CHANGER DE LOGICIEL- La culture de la paix, de l’analyse du chef de l’Etat, triomphera à quelque trois conditions. D’abord, il faudra reconnaitre l’urgence de changer de logiciel en cette ère complexe. « Nous devons imaginer de nouvelles formes de vivre ensemble », a notamment recommandé le Champion de la culture. Pour lui, la culture de la paix est aussi une culture de relation entre paix, démocratie et développement. A ce propos, il a établi avec brio la corrélation entre culture-paix-démocratie-développement.
La seconde condition a trait au besoin de «fraternité humaine » dans une Afrique ayant déjà payé un lourd tribut aux conflits violents qui ont émaillé son histoire. Pour avoir été lacéré, dira-t-il, notre continent ne peut être ouvert qu’à la notion de sécurité humaine dont la culture de la paix est une partie intégrante. Mais, encore faudrai-t-il que soient prises des mesures qui mettent fin à la répression, à l’injustice et à l’exploitation, car la « paix ne saurait prospérer sur des sols marqués par de tels fléaux ». Enfin, la dernière condition indiquée par Ibrahim Boubacar Keïta porte sur l’impérieuse nécessité de «réinventer notre avenir ». Cela avec la claire conscience que la culture de la paix n’a de sens que si elle est pratiquée et pas simplement prêchée.
Le chef de l’Etat a terminé son intervention par le vœu que la Biennale de Luanda soit le lieu de l’affirmation que le destin de l’Afrique est entre nos mains. Et qu’à cette occasion, « nous réaffirmons notre détermination à faire de nos ressources naturelles, culturelles et humaines les piliers de notre éducation de l’Afrique que nous voulons ».
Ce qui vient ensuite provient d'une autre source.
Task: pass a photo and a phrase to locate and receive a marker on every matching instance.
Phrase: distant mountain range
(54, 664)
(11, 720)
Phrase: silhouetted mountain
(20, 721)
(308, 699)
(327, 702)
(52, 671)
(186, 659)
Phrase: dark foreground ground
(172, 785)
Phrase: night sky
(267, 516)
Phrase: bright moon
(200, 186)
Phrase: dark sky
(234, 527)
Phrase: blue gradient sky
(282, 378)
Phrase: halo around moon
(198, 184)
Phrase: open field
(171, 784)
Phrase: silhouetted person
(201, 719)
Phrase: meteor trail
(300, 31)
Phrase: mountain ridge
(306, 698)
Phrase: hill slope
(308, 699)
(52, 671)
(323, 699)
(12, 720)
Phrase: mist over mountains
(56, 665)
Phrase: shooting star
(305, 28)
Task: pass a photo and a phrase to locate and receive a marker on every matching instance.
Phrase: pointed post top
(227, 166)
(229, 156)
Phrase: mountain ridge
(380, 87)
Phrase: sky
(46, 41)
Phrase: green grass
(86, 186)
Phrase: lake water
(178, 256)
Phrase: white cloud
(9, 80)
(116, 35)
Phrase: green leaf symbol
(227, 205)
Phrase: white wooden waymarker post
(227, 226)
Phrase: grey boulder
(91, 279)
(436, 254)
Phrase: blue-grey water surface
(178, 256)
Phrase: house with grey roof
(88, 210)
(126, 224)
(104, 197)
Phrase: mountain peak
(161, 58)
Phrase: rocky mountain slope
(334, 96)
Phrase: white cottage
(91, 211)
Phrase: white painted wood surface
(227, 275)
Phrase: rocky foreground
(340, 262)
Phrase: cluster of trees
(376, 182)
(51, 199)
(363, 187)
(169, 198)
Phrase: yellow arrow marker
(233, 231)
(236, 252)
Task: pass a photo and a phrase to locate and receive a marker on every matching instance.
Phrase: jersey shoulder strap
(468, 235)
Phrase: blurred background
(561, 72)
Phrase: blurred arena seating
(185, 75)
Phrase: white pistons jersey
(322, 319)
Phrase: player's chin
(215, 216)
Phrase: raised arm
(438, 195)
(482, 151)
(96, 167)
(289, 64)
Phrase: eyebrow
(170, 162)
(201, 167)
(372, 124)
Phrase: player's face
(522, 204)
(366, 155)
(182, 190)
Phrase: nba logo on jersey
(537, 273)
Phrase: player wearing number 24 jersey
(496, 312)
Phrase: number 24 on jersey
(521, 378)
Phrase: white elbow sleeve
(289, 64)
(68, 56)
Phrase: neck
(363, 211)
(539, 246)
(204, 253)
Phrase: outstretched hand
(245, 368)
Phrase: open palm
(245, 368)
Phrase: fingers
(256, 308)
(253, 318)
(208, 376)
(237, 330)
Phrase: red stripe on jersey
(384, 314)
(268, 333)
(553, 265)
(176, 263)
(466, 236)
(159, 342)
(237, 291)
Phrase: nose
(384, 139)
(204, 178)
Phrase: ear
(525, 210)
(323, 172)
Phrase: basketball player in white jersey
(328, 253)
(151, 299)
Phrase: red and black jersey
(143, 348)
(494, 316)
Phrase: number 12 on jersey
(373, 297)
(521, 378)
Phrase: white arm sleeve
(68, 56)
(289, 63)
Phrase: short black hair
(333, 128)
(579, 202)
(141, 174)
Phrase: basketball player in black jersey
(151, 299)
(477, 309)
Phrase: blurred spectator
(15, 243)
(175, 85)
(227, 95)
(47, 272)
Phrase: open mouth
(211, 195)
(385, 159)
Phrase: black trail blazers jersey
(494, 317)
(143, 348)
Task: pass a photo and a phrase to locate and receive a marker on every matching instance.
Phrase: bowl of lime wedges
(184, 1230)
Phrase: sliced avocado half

C’est le président angolais qui a prononcé le discours officiel d’ouverture de cette Biennale qui, selon lui, est une opportunité pour raffiner notre identité africaine au plan politique. Il soulignera aussi qu’elle vise à faire grandir le Mouvement panafricain en faveur d’une culture de la paix et de la non-violence par la mise en place de partenariats multi acteurs.
Tous les participants à cette cérémonie d’ouverture gageaient que cette manifestation panafricaine évolue de façon constante et qu’elle s’impose très rapidement comme un des rendez-vous majeurs.